A man who stole the identities of dead infants to commit benefit fraud gave himself up after 16 years on the run in South America.
David John Rogers contacted the New Zealand authorities in 2008 from Brazil saying he wanted to come home to face the music.
On his arrival at the airport he was promptly arrested and subsequently jailed for three years after admitting 51 charges of using a document to obtain pecuniary advantage, three charges of obtaining a document to obtain pecuniary advantage and one charge of obtaining by false pretences.
The Court of Appeal, in a reserved judgment, has now rejected Rogers' appeal against the length of his sentence.
The appeal judges heard that Rogers used the identities of three children who had died in infancy to obtain welfare payments, mostly unemployment benefits, by impersonation from March 1989 to September 1992.
He had also obtained benefits for another person who was not entitled to them as he was living overseas.
The benefit fraud came to light when Rogers was arrested for unrelated offending involving using ATM machines to withdraw money from the bank accounts of two other deceased people.
While on bail, Rogers impersonated yet another dead person to obtain a false passport to flee New Zealand.
The sums defrauded amounted to $270,000 at today's value, of which Rogers' share was $127,000.
In Auckland District Court, Judge Josephine Bouchier imposed a three-year term after taking into account various factors including $10,000 reparation that Rogers raised from friends.
On appeal, Auckland lawyer Jim Boyack said that Judge Bouchier's four-year starting point was too high and her 25 per cent discount for the reparation, Rogers' voluntary return and his pleas of guilty was too low.
The appeal judges accepted that the four-year starting point was "stern," "only just available" to the judge and "at the top end of the available range".
However, they said that they could see no principled basis on which Rogers could be treated as being any better off because he managed to abscond successfully than he would have been if he had been arrested at the airport back in 1993.

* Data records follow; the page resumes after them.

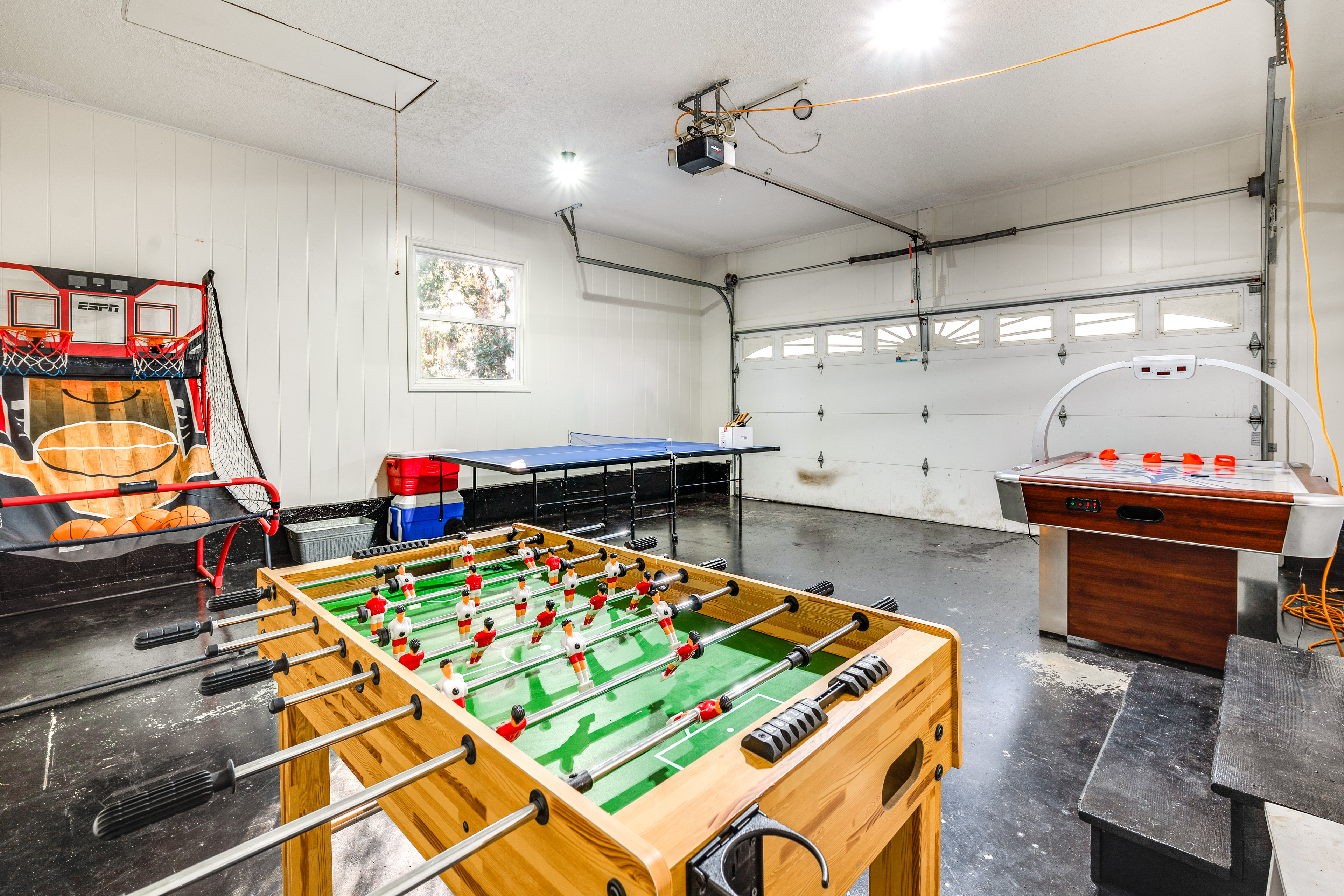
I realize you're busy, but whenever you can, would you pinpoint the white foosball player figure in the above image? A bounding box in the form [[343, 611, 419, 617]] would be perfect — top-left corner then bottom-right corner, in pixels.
[[457, 591, 476, 641], [387, 604, 414, 657], [434, 659, 466, 709], [560, 619, 593, 692], [651, 588, 681, 650], [509, 575, 532, 622]]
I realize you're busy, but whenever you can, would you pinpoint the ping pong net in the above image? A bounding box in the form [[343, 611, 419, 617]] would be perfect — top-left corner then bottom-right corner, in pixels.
[[570, 433, 672, 454]]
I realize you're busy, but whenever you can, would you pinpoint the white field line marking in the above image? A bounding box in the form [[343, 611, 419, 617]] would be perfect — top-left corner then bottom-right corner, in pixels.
[[653, 693, 784, 771], [42, 709, 56, 790]]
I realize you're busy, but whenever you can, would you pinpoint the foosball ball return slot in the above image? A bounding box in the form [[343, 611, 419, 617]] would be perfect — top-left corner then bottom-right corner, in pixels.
[[94, 524, 961, 896]]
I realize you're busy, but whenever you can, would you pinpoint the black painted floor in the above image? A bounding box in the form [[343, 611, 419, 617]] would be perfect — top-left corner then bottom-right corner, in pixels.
[[0, 496, 1333, 896]]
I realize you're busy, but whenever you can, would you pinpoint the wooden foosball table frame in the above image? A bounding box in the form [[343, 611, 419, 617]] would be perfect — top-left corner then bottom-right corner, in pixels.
[[257, 523, 961, 896]]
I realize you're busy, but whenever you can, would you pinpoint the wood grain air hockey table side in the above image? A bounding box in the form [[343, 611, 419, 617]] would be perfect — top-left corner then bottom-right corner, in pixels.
[[258, 524, 962, 896], [995, 356, 1344, 669]]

"The reality is that the appellant should have pleaded guilty to the fraud offending at the first reasonable opportunity, served whatever sentence was imposed and then led an exemplary life.
"It would be entirely wrong to give credence to the notion that an offender, by absconding, can avoid the essential step of serving a sentence which is appropriate for the offending, particularly when the absconding involves the commission of further serious offending (in this case passport fraud)," the judges said.
They observed that the relatives of the dead infants were understandably distressed by Rogers' behaviour.
They also noted that Rogers had lived a "largely blameless life" in South America, though they observed that in 1996 he attempted unsuccessfully to obtain yet another false passport through the New Zealand High Commission in India.